Fairport brought in a record level of new assets in the first quarter, said Mr. Roulston, who arranged the sale of up to 80% of Fairport to WealthTrust in 2007. He has a one-year non-compete package and an agreement to sell his remaining interest in Fairport to WealthTrust.
TEMPESTUOUS DEPARTURE
Mr. Brochu's departure from StrategicPoint, which he founded in 1989, was more tempestuous. He filed a lawsuit against Focus Financial last November seeking access to its books and records.
In interviews, he said he was concerned about Focus's financial condition and feared that its recent acquisitions and recapitalization were diluting older affiliates' stakes disproportionately and possibly enriching the roll-up founders at the affiliates' expense.
Mr. Brochu's firm was one of the first four RIAs acquired by Focus in 2006.
A clerk at the Chancery Court of Delaware said that the suit filed by Mr. Brochu's holding firm, Progressive Financial Strategies, was dismissed May 7.
Mr. Brochu, who was forced from his job that day, couldn't be reached for comment. In earlier interviews, he said that he was at loggerheads with Focus over a settlement and complained that the firm was severely restricting his budget and business plans.
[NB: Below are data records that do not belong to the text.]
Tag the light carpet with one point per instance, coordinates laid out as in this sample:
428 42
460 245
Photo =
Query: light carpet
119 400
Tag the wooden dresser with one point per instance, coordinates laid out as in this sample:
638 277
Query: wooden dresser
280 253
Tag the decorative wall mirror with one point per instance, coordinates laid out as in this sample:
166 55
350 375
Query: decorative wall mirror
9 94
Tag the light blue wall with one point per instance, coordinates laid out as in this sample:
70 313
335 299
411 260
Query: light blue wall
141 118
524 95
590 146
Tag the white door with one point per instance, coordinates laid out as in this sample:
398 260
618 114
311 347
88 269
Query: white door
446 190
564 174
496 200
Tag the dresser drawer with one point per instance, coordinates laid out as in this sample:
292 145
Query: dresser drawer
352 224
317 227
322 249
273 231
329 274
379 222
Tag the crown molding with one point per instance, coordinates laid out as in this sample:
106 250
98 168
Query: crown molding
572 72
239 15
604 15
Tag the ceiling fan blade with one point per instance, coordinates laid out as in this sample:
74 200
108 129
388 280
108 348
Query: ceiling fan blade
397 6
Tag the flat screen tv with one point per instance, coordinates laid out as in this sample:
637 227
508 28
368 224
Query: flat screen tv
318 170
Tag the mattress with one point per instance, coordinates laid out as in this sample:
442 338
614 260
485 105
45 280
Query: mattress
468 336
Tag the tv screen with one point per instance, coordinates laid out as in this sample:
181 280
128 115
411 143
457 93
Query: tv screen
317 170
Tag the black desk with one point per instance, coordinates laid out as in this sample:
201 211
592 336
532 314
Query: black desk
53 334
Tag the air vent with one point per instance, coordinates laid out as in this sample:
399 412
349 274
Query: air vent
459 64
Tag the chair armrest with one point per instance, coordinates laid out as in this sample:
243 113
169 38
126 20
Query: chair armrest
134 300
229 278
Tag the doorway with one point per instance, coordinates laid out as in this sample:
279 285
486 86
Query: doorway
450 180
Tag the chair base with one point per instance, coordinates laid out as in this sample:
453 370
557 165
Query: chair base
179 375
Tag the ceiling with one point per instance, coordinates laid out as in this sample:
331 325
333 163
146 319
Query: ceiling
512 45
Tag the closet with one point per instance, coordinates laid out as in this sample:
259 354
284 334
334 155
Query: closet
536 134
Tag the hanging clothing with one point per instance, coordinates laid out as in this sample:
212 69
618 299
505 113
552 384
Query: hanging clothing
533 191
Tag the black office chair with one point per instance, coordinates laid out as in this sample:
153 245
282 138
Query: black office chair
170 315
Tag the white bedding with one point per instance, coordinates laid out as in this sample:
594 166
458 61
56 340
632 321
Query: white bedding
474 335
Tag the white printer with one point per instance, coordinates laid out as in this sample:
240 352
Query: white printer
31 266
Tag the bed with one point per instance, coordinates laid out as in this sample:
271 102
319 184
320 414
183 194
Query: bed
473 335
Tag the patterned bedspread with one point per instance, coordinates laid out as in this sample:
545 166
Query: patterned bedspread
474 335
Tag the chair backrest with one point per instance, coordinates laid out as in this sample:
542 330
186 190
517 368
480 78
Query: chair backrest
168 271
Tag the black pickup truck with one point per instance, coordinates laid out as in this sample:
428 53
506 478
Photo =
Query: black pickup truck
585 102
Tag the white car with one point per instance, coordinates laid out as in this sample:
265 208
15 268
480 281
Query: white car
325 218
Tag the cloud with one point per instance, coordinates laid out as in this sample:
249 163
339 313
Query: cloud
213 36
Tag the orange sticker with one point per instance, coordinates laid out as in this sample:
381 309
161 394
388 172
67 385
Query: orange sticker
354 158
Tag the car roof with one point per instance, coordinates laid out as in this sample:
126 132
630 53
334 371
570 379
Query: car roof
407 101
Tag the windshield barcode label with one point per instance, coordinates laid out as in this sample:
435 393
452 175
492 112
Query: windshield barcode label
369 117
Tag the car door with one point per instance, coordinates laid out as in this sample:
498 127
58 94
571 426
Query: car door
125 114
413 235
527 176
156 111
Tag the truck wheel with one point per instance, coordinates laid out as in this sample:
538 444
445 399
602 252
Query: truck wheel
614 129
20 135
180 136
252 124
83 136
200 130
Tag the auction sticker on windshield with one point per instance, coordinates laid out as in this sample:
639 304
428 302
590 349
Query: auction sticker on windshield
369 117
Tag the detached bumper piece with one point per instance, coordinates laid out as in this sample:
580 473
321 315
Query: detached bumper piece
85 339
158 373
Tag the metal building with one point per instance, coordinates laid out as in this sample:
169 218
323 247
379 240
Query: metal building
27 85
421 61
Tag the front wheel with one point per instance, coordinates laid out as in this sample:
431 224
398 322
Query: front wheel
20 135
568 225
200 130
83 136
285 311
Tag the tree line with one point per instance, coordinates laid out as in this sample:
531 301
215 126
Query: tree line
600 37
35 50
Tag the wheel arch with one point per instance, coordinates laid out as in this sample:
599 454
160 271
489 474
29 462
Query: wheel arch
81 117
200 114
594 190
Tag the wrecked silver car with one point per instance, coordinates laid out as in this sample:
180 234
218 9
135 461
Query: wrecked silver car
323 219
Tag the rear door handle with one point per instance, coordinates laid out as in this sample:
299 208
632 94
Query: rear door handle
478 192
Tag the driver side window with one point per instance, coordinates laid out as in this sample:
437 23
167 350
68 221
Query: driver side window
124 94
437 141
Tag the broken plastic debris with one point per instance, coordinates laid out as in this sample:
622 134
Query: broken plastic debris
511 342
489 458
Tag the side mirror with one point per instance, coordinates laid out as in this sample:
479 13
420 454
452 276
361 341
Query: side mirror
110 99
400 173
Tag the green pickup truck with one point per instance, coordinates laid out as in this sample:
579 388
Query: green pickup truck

Mr. Brochu's certified financial planner certification recently was suspended for 15 days as a result of an inaccuracy in a private-placement document that he said he brought to the attention of regulators'.
Loretta Mock, a spokeswoman for Focus, confirmed Mr. Brochu's departure and said Focus and StrategicPoint have “obtained restraining orders” in Providence Superior Court against him. She declined to elaborate.
Strategic Point, which oversees about $540 million in client assets, according to a March regulatory filing, continues to operate under two senior managers hired by Mr. Brochu.